In Algeria, a Cabilia, l’intelligence ha schedato tutti i Cristiani

(Fonte: NoCristianofobia.org) La Polizia algerina sta conducendo in modo estremamente discreto e silenzioso un’indagine sui Cristiani di Cabilia, in particolar modo su quelli di Tizi Wezzu. Per ognuno di loro è stato predisposto un file, che verrà continuamente aggiornato. In esso sono riportati il nome, l’età, lo stato sociale, le disponibilità economiche, le opinioni politiche, il livello di scolarizzazione e la professione di ciascuno: è tutto contenuto in questo speciale dossier. Per redigerlo, i servizi segreti si sarebbero infiltrati in tutte le chiese e nei luoghi frequentati dai fedeli. A denunciarlo, è stato il quotidiano on line Tamurt.info. Una vera e propria schedatura, che ha provocato una comprensibile inquietudine ed è stata pubblicamente denunciata già lo scorso mese di maggio. Ma il motivo di tale sorta di censimento resta formalmente sconosciuto.

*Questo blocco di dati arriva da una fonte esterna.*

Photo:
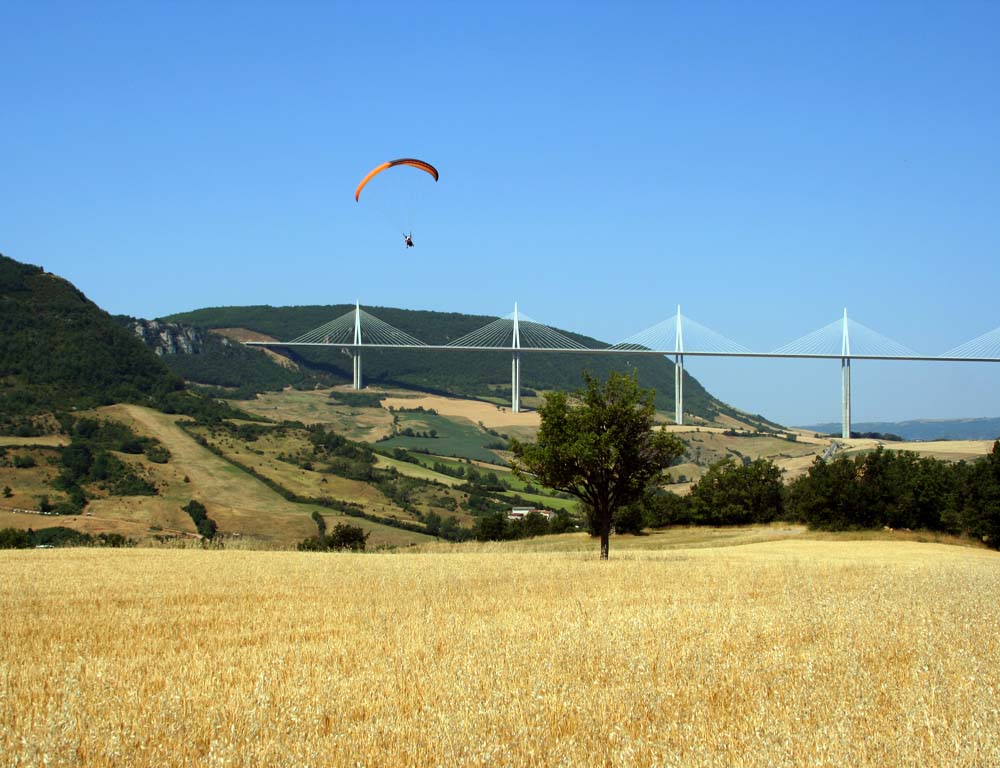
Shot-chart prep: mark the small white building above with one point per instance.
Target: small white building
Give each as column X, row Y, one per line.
column 519, row 513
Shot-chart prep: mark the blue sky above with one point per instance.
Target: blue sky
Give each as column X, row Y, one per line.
column 762, row 164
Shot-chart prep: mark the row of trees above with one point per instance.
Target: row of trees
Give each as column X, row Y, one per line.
column 605, row 451
column 881, row 489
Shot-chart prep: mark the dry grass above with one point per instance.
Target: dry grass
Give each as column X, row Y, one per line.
column 772, row 654
column 316, row 407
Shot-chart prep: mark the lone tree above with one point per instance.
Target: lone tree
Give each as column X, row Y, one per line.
column 605, row 451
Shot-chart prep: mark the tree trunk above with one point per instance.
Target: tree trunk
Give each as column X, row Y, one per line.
column 605, row 532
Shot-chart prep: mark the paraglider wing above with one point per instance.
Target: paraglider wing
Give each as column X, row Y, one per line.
column 402, row 161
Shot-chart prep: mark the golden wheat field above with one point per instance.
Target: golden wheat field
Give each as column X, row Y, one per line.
column 771, row 654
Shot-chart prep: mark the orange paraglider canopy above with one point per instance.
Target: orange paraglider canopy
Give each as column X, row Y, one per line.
column 402, row 161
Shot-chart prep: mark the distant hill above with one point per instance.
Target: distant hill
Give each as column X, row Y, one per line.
column 485, row 374
column 921, row 429
column 59, row 350
column 214, row 360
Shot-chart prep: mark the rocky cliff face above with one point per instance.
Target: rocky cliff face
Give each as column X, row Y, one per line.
column 170, row 338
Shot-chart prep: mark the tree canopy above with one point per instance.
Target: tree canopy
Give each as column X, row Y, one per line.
column 605, row 449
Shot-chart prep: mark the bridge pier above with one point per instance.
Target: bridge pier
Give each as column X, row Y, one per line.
column 845, row 397
column 679, row 389
column 515, row 383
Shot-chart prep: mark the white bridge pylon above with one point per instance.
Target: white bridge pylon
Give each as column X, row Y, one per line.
column 670, row 335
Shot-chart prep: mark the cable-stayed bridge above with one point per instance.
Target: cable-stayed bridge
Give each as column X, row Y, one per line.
column 678, row 336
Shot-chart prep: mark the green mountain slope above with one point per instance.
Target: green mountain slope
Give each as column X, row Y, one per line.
column 60, row 350
column 480, row 374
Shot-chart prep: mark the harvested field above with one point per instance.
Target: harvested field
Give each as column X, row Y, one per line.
column 778, row 653
column 476, row 411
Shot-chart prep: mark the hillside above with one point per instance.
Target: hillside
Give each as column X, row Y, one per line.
column 60, row 350
column 213, row 359
column 484, row 375
column 923, row 429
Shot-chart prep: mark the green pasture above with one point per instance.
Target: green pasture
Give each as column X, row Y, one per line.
column 455, row 437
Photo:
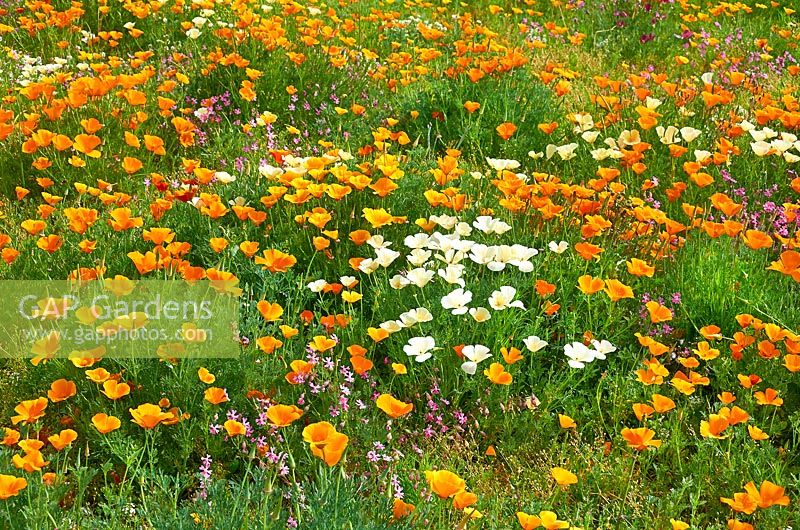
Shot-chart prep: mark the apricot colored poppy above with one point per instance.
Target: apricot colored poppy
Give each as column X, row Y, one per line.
column 394, row 408
column 283, row 415
column 445, row 484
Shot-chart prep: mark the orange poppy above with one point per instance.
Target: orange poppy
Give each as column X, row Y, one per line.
column 506, row 130
column 498, row 375
column 29, row 411
column 325, row 442
column 63, row 439
column 445, row 484
column 115, row 390
column 234, row 428
column 640, row 438
column 275, row 261
column 60, row 390
column 105, row 423
column 216, row 395
column 394, row 408
column 148, row 416
column 10, row 486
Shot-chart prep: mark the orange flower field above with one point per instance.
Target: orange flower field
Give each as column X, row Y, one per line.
column 416, row 263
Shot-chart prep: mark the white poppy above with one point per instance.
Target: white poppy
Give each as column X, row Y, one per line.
column 534, row 343
column 504, row 298
column 457, row 301
column 420, row 348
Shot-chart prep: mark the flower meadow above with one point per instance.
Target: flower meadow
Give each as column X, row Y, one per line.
column 529, row 264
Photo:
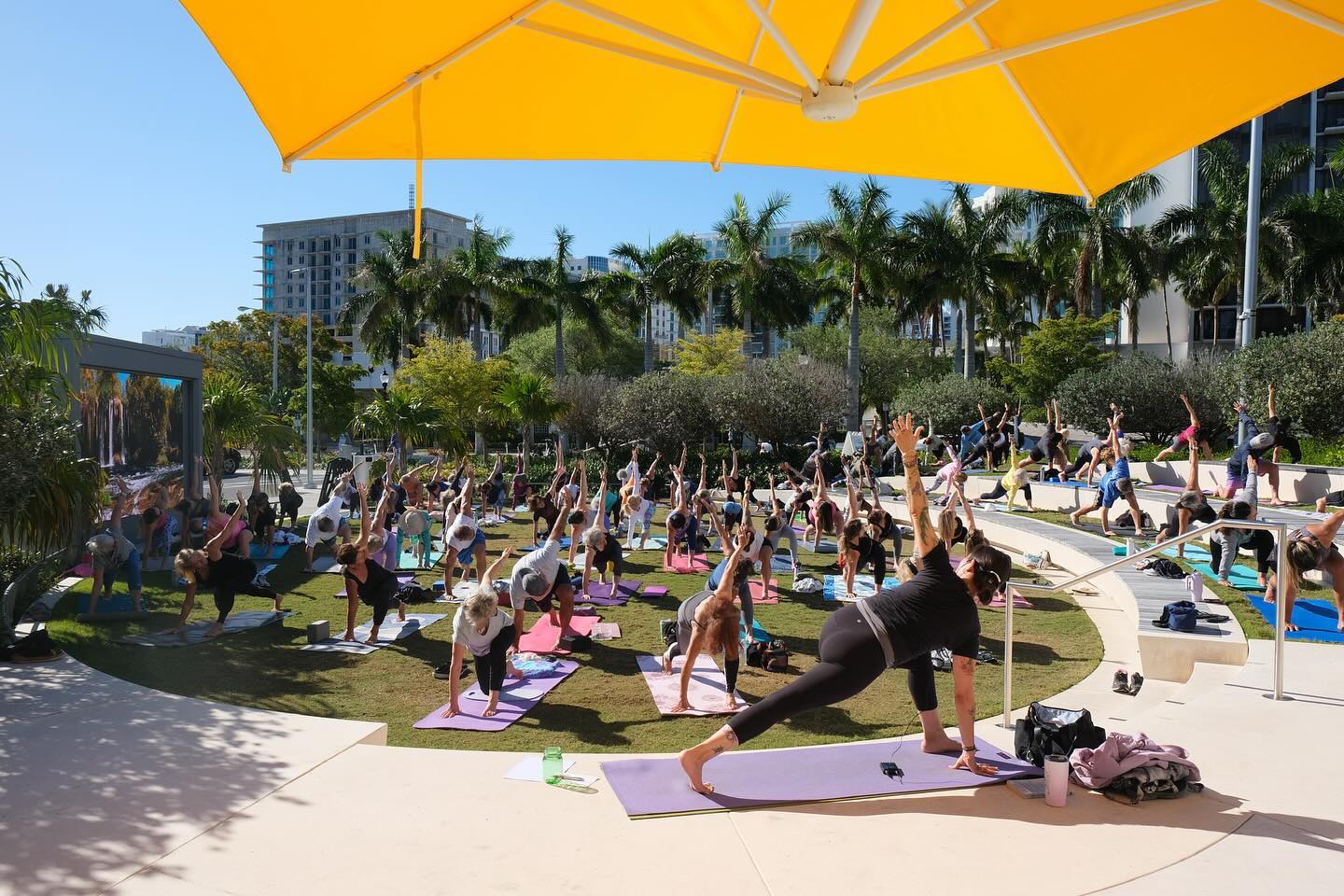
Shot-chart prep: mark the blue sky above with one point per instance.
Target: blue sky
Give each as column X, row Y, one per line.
column 134, row 167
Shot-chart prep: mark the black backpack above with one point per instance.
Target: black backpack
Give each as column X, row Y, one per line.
column 413, row 593
column 1047, row 731
column 1161, row 567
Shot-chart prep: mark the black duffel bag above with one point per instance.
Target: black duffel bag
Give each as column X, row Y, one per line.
column 1047, row 731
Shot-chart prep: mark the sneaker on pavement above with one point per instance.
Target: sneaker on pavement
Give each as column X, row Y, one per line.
column 1120, row 682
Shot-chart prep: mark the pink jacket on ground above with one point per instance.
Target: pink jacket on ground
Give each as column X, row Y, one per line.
column 1126, row 752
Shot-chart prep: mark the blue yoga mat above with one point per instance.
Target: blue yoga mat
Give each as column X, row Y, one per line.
column 757, row 632
column 1317, row 620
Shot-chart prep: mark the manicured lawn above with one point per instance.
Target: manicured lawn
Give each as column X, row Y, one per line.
column 604, row 707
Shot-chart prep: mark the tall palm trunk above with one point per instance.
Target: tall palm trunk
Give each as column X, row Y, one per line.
column 969, row 363
column 1167, row 312
column 648, row 337
column 559, row 342
column 855, row 412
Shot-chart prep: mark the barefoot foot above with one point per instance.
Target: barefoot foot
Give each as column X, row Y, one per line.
column 693, row 767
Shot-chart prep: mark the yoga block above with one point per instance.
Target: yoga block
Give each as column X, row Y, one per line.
column 319, row 630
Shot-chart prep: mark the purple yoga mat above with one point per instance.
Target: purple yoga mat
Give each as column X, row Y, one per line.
column 601, row 594
column 650, row 788
column 510, row 711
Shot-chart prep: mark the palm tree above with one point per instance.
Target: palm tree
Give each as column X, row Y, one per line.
column 1209, row 239
column 854, row 244
column 1099, row 230
column 1313, row 275
column 672, row 274
column 549, row 293
column 962, row 244
column 386, row 312
column 472, row 277
column 391, row 415
column 1136, row 275
column 527, row 399
column 55, row 495
column 769, row 289
column 237, row 415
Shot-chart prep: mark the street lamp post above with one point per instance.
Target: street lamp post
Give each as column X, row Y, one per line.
column 311, row 300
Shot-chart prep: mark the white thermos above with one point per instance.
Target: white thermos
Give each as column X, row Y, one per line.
column 1057, row 780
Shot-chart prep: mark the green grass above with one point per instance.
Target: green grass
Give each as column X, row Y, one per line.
column 604, row 707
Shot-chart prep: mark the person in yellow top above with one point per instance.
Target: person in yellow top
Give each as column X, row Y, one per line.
column 1015, row 480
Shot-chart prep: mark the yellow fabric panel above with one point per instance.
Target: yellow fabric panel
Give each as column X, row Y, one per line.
column 1115, row 104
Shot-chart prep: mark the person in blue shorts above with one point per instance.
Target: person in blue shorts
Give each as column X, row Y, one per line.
column 1115, row 483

Per intuirlo, occorre partire da un dato statistico, indice di una clamorosa inversione di tendenza: il numero dei Cristiani ha ormai superato di gran lunga quello dei musulmani non solo a Tizy Wezzu, ov’è in corso quest’operazione di intelligence su larga scala, ma anche a Makuda, ad At Wagnun e ad Iwadiyen. Una svolta ritenuta preoccupante dalle autorità, ch’erano abituate a ben altro: i Cristiani, pur essendo presenti in Algeria sin dal primo secolo dopo Cristo, ufficialmente sino a due anni fa rappresentavano l’1% in tutto: solo 5 mila su una popolazione di 35 milioni di abitanti, per lo più stranieri provenienti da altri Stati africani. Nonostante questo, negli anni Novanta, quelli della guerra civile che provocò 200 mila morti, questo pugno di fedeli diede ben 19 martiri, pari al 10% di tutti i religiosi del Paese.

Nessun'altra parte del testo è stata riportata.